4e de couverture : En 2008, alors que Frédéric et Julien Lippi viennent de reprendre les rênes de l'entreprise familiale de fabrication de clôtures, celle-ci est frappée de plein fouet par la crise. Les deux frères comprennent qu'ils devront revoir de fond en comble son modèle économique et managérial s'ils veulent tenter de lui assurer un avenir. La transformation qu'ils initient va toucher tous les aspects de l'entreprise.En une quinzaine d'années, celle-ci a non seulement changé de dirigeants, mais ils ont réorganisé les ateliers, numérisé la gestion, révolutionné le management, défini une nouvelle stratégie, réinventé la marque, construit une nouvelle offre, donné un nouveau souffle aux commerciaux et créé un réseau de concessionnaires. Et cet effort semble payer : après avoir perdu de l'argent entre 2012 et 2017, puis avoir commencé à en gagner en 2018, l'entreprise s'est totalement désendettée et elle enregistre, au premier trimestre 2019, une croissance de son chiffre d'affaires de 21% par rapport à celui du premier trimestre 2018.L'ampleur de la métamorphose est telle, que ce livre pourrait s'apparenter à un manuel de management, à une différence près : l'humilité des deux dirigeants.
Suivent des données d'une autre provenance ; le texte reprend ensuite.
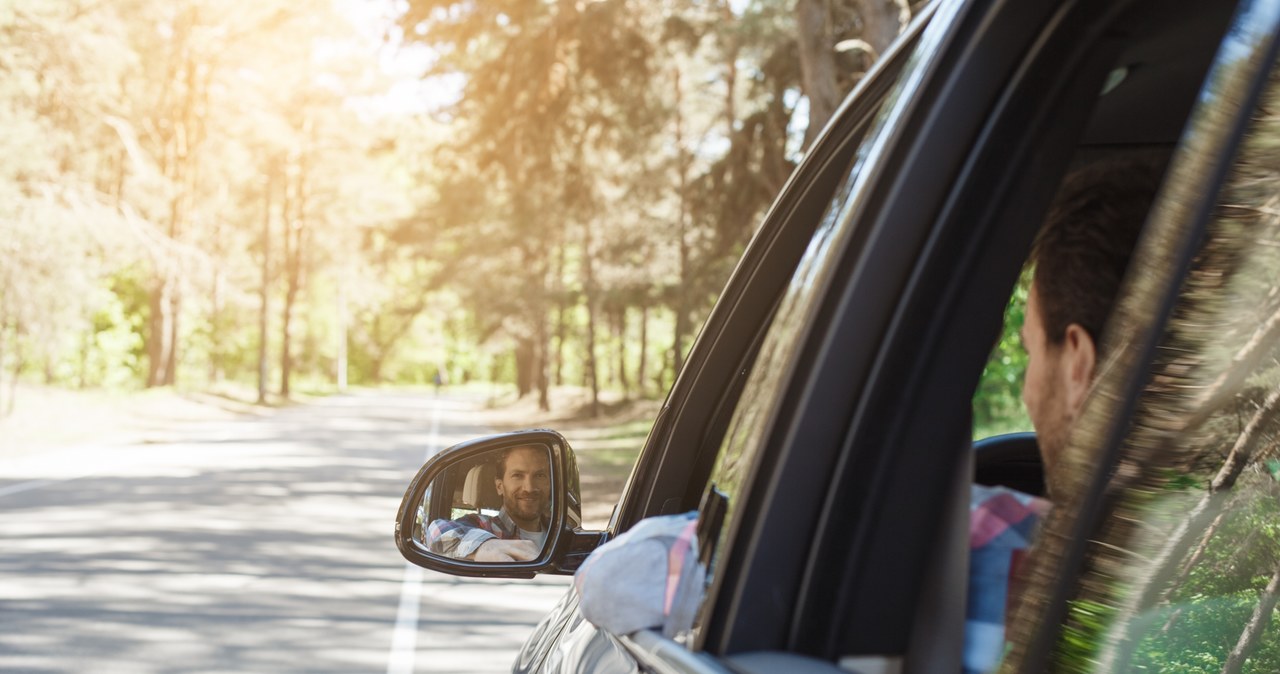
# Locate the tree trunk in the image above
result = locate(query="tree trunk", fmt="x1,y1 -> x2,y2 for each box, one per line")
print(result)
0,314 -> 12,419
164,283 -> 182,386
554,244 -> 570,386
257,162 -> 275,404
796,0 -> 841,148
147,277 -> 173,389
334,273 -> 347,393
671,69 -> 691,372
0,325 -> 26,417
280,119 -> 311,398
854,0 -> 911,59
614,304 -> 631,400
719,0 -> 741,138
636,302 -> 649,398
516,339 -> 536,398
582,223 -> 600,417
1222,567 -> 1280,674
Frédéric et Julien Lippi ne dissimulent aucun des obstacles, conflits, doutes auxquels ils ont été confrontés, et minimisent leur rôle par rapport à celui joué par l'ensemble des salariés dans la transformation de l'entreprise. Ce livre est le fruit de 65 heures d'entretiens menés par Elisabeth Bourguinat avec une trentaine d'interlocuteurs : les dirigeants de Lippi, mais également des salariés travaillant dans différents services de l'entreprise, ainsi que des consultants qui les ont accompagnés tout au long de la transformation.La sincérité des témoignages recueillis confère à cet ouvrage à la fois une grande singularité au sein de la littérature managériale et une authenticité qui le rend riche d'enseignements.